Sanchez-Taltavull Daniel, Perkins Theodore J, Dommann Noelle, Melin Nicolas, Keogh Adrian, Candinas Daniel, Stroka Deborah, Beldi Guido
Visceral Surgery and Medicine, Inselspital, Bern University Hospital, Department for BioMedical Research, University of Bern, Murtenstrasse 35, 3008 Bern, Switzerland.
Regenerative Medicine Program, Ottawa Hospital Research Institute, Ottawa, Ontario, ON K1H8L6, Canada.
NAR Genom Bioinform. 2020 Jan 24;2(1):lqaa002. doi: 10.1093/nargab/lqaa002. eCollection 2020 Mar.
Assessing similarity is highly important for bioinformatics algorithms to determine correlations between biological information. A common problem is that similarity can appear by chance, particularly for low expressed entities. This is especially relevant in single-cell RNA-seq (scRNA-seq) data because read counts are much lower compared to bulk RNA-seq. Recently, a Bayesian correlation scheme that assigns low similarity to genes that have low confidence expression estimates has been proposed to assess similarity for bulk RNA-seq. Our goal is to extend the properties of the Bayesian correlation in scRNA-seq data by considering three ways to compute similarity. First, we compute the similarity of pairs of genes over all cells. Second, we identify specific cell populations and compute the correlation in those populations. Third, we compute the similarity of pairs of genes over all clusters, by considering the total mRNA expression. We demonstrate that Bayesian correlations are more reproducible than Pearson correlations. Compared to Pearson correlations, Bayesian correlations have a smaller dependence on the number of input cells.

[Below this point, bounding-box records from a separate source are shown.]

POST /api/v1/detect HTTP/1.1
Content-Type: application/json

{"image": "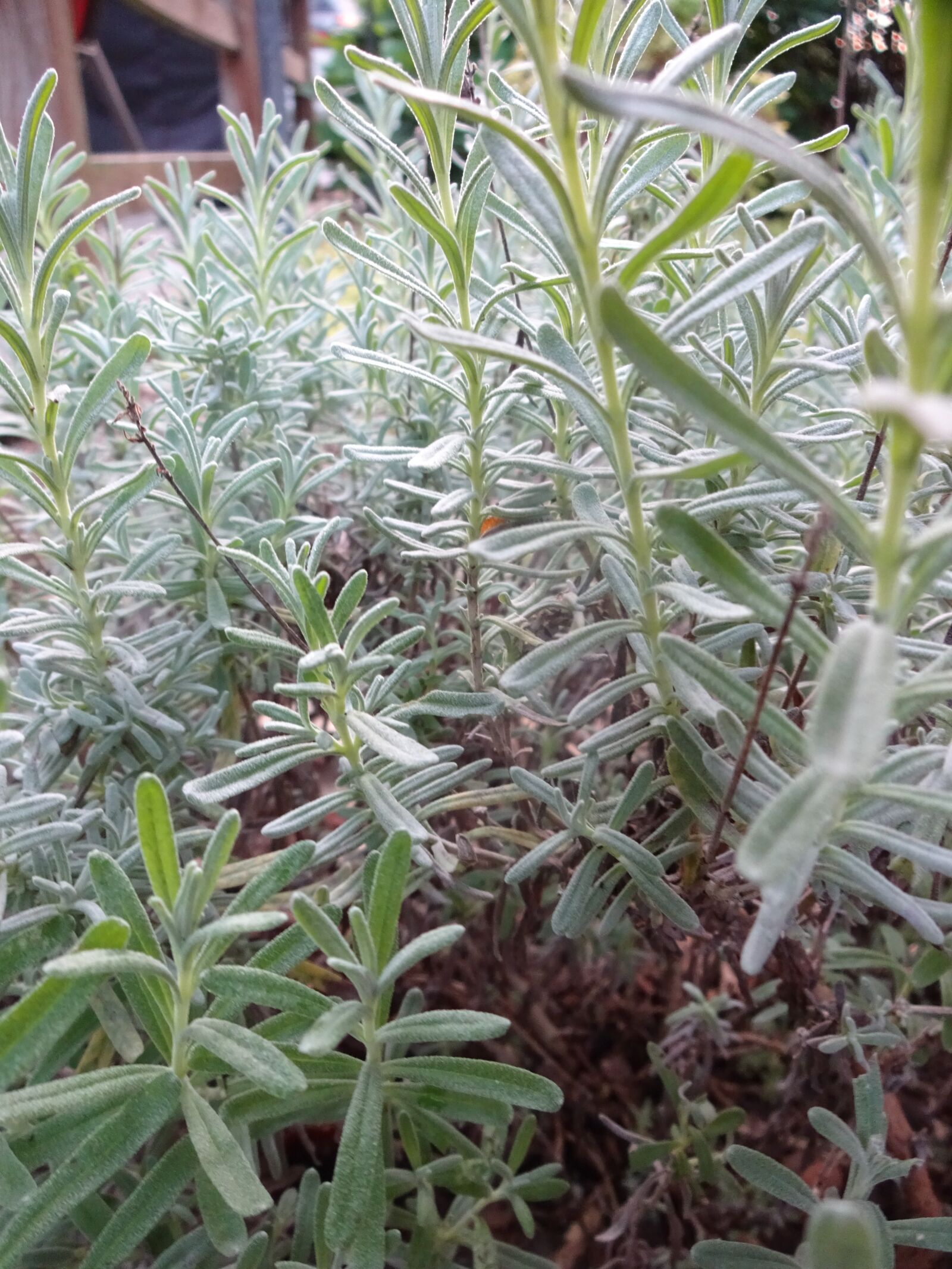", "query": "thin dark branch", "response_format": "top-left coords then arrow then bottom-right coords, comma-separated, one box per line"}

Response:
781,652 -> 809,709
856,422 -> 886,503
937,228 -> 952,282
706,512 -> 829,863
115,380 -> 307,652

We show that the Bayesian correlation algorithm assigns high similarity values to genes with a biological relevance in a specific population. We conclude that Bayesian correlation is a robust similarity measure in scRNA-seq data.

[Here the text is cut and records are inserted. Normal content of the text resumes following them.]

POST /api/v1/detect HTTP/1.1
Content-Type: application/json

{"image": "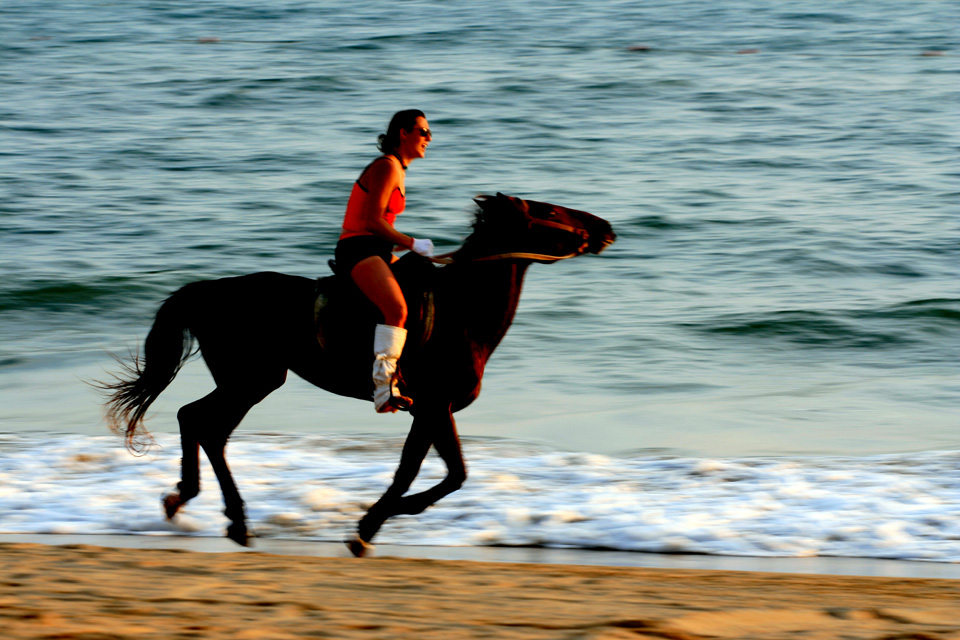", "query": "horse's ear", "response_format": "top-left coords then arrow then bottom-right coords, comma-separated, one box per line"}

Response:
473,194 -> 499,209
497,191 -> 530,213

评估相似性对于生物信息学算法确定生物信息之间的相关性至关重要。一个常见的问题是相似性可能是偶然出现的,特别是对于低表达的实体。这在单细胞RNA测序(scRNA-seq)数据中尤为相关,因为与批量RNA测序相比,读取计数要低得多。最近,有人提出了一种贝叶斯相关方案,该方案对具有低置信度表达估计的基因赋予低相似性,以评估批量RNA测序的相似性。我们的目标是通过考虑三种计算相似性的方法,扩展贝叶斯相关在scRNA-seq数据中的特性。首先,我们计算所有细胞中基因对的相似性。其次,我们识别特定的细胞群体并计算这些群体中的相关性。第三,我们通过考虑总mRNA表达,计算所有簇中基因对的相似性。我们证明贝叶斯相关性比皮尔逊相关性更具可重复性。与皮尔逊相关性相比,贝叶斯相关性对输入细胞数量的依赖性更小。我们表明,贝叶斯相关算法为特定群体中具有生物学相关性的基因赋予高相似性值。我们得出结论,贝叶斯相关性是scRNA-seq数据中一种稳健的相似性度量。